UIC Doctoral Student To Study South African Xhosa
A University of Illinois at Chicago doctoral candidate in history has been awarded the competitive International Dissertation Research Fellowship from the Social Science Research Council.
Jochen Arndt, of Jupiter, Fla., is one of 77 awardees selected from over 1,100 submitted applications for the 2012-2013 academic year. He will use his $23,700 award to complete research on the South African Xhosa ethnic identity and consciousness produced by the relationship between the Xhosa-speaking people and missionaries.
“My research seeks to explore the ways in which 19th-century missionary linguists and African converts to Christianity together constructed what is now known as the Xhosa nation and ethnic identity of modern-day South Africa,” said Arndt, who studies colonial and world history, and South African history, particularly of the Eastern Cape area.
“I am especially excited about the research period in South Africa, because it will allow me to improve my Xhosa language skills and gain a deeper knowledge of contemporary Xhosa culture.”
The fellowship, in combination with the UIC history department’s Bentley Brinkerhoff Gilbert Fellowship and the American Historical Association – Bernadotte E. Schmitt Research Grant, will allow Arndt to conduct research at archives in Europe, South Africa, and the U.S.

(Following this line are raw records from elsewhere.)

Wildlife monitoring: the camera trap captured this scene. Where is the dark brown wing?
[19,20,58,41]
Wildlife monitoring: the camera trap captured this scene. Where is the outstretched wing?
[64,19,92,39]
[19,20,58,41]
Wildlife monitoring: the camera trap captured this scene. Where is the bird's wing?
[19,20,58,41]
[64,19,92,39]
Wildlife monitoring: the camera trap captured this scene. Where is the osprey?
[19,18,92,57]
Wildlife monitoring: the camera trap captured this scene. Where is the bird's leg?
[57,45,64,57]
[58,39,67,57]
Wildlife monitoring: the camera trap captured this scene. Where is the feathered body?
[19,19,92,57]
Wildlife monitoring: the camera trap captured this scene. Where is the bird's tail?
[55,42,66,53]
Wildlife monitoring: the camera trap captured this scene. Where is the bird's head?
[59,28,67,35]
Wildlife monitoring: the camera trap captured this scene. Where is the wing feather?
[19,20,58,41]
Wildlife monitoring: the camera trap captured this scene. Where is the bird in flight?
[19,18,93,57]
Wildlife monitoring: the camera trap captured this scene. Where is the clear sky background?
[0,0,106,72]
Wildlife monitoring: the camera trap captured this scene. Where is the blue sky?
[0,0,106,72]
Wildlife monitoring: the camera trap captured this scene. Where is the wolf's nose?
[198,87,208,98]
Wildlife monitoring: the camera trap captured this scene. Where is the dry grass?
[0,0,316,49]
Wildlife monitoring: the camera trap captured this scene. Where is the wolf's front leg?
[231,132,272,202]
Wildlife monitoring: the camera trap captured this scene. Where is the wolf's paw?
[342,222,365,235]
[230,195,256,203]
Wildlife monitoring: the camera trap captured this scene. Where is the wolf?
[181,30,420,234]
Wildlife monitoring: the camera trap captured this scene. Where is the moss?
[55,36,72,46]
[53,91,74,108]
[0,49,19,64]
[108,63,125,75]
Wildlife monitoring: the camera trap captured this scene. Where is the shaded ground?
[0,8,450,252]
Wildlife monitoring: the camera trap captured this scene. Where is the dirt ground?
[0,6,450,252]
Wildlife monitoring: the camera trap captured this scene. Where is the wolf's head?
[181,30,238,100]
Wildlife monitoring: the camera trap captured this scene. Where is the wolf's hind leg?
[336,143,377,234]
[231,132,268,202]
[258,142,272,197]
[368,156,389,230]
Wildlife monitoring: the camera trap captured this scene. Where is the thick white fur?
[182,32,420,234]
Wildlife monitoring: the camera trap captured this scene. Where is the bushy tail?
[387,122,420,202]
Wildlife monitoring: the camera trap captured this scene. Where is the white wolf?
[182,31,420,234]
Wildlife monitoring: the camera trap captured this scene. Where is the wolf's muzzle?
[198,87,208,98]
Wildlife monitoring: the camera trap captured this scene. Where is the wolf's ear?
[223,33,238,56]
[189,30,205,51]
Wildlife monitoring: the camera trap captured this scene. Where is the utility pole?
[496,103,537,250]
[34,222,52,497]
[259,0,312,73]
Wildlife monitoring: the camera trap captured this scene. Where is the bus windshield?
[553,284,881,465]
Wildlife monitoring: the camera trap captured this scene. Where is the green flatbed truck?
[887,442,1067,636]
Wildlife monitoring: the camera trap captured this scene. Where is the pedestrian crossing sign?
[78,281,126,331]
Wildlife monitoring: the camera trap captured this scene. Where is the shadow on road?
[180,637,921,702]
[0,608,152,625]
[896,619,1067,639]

Last year, Arndt was the recipient of a fellowship from the U.S. Department of Education for intensive study of the Xhosa language in preparation for his dissertation research.
Arndt, a native of Germany, earned a bachelor’s degree in international marketing from the University of Cooperative Education in Germany and a master’s degree in history from Stephen F. Austin State University.
The Social Science Research Council, founded in 1923, is an independent, non-profit international organization that “nurtures new generations of social scientists, fosters innovative research, and mobilizes necessary knowledge on important public issues.”
UIC ranks among the nation’s leading research universities and is Chicago’s largest university with 27,500 students, 12,000 faculty and staff, 15 colleges and the state’s major public medical center. A hallmark of the campus is the Great Cities Commitment, through which UIC faculty, students and staff engage with community, corporate, foundation and government partners in hundreds of programs to improve the quality of life in metropolitan areas around the world.